DV : Je pense que vous faites un lien avec la musique d’Alvin, la façon dont il envisage la musique et le son, et Totalité et infini de Levinas : à partir de quand la musique, le fait de faire de la musique à partir de n’importe quoi, établit-il un lien à l’Autre… Cela implique-t-il une forme de transcendance, au sens où l’entend clairement Yves Klein par exemple ?

DH : Quelque chose que l’on vit, mais sans mettre forcément ce mot de « transcendance » dessus…

Oumar Kanaan (OK) : Je ne vois aucune transcendance dans votre musique. Ce que je vois, tout simplement, ce sont deux choses. D’abord, une question : « Comment se fait-il que le temps passe ? » Pour moi, votre musique est comme une tentative de traduire et de répondre à cette question. La dernière note sonne ainsi comme le début d’une histoire. Pour moi, c’est cela, le minimalisme : quelque chose qui se situe juste en-dessous, en deçà de l’histoire : une histoire qui commence, mais qui ne continue jamais.

AC : Exactement.

OK : La seconde chose est aussi très simple. Cette nécessité d’entendre de la musique dans toute chose dont vous avez parlé me fait penser au film Dancer in the Dark de Lars von Trier : Selma, la femme interprétée par Björk souffre, et c’est pourquoi elle convertit chaque bruit en musique, et reçoit chaque bruit comme musique. Comme une conversion intérieure…

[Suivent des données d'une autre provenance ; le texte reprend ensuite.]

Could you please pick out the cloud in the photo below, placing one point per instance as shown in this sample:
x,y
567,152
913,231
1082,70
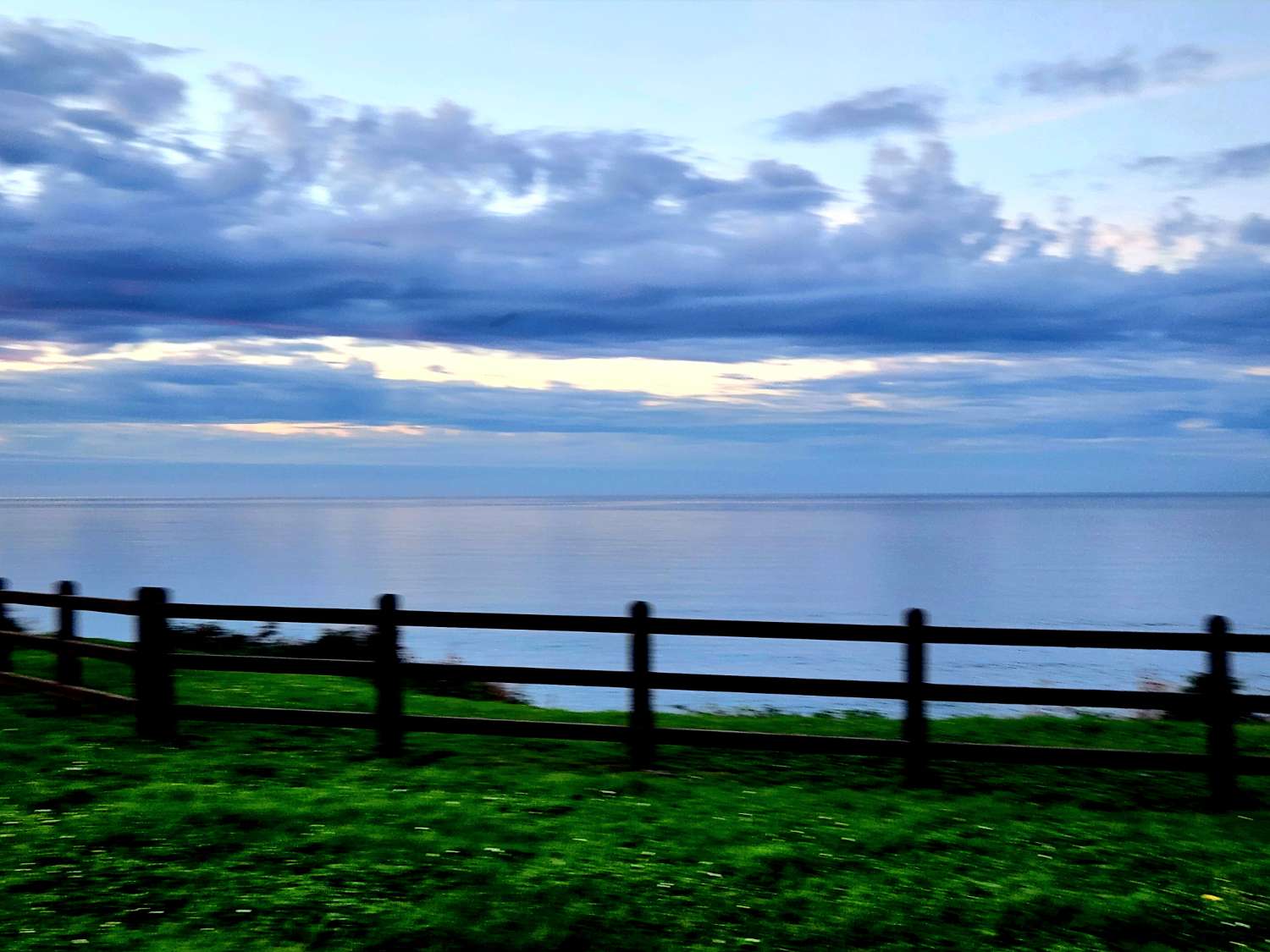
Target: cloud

DH : Je constate que c’est une nécessité, qui nous travaille malgré nous. Mais je m’interroge sur ce qui travaille ainsi, de manière nécessaire ? Encore une fois, je ne voulais pas employer le mot de transcendance…

OK : Je vois là plutôt la négation de la transcendance…

DH : J’essaie juste de mettre des mots sur des choses, tout en sachant que l’essentiel, c’est de toucher ces choses : le plus important, est d’être là demain.

AC : Vous savez, l’art de la musique, et de faire de la musique, est une… une chose extrêmement plaisante, mais aussi extrêmement difficile. Mettre ensemble ces sons, construire des structures, assembler indéfiniment des sons, des éléments, des choses empruntées à vos rêves et à votre mémoire, les retirer et les ajouter, investigant l’histoire, la science, la théologie – tout cela est une tâche gigantesque. Je suis une personne très simple. Je n’ai pas la qualification requise, vraiment… Je pense, je réfléchis, je cherche, à chaque minute de ma vie éveillée. Mais des questions aussi difficiles que celles-ci  – qu’est-ce qu’un son peut faire à quelqu’un ? Est-ce ou non une forme de transcendance ? –, excèdent de loin mon expérience. Ce sont des questions que je… que j’ai parfois peur de formuler moi-même, auxquelles j’ai peur de trop réfléchir. Je dois dire que je suis extrêmement touché, car c’est la première fois que je suis l’objet d’une discussion aussi profonde… De la musique, je n’attends qu’une chose : le bonheur. La joie, le fait de sentir bien, de ressentir quelque chose ensemble. Je suis une personne simple, je suis un homme simple. Les questions que vous posez sont tout simplement merveilleuses. Et je vous souhaite de pouvoir y répondre vous-mêmes [sourire].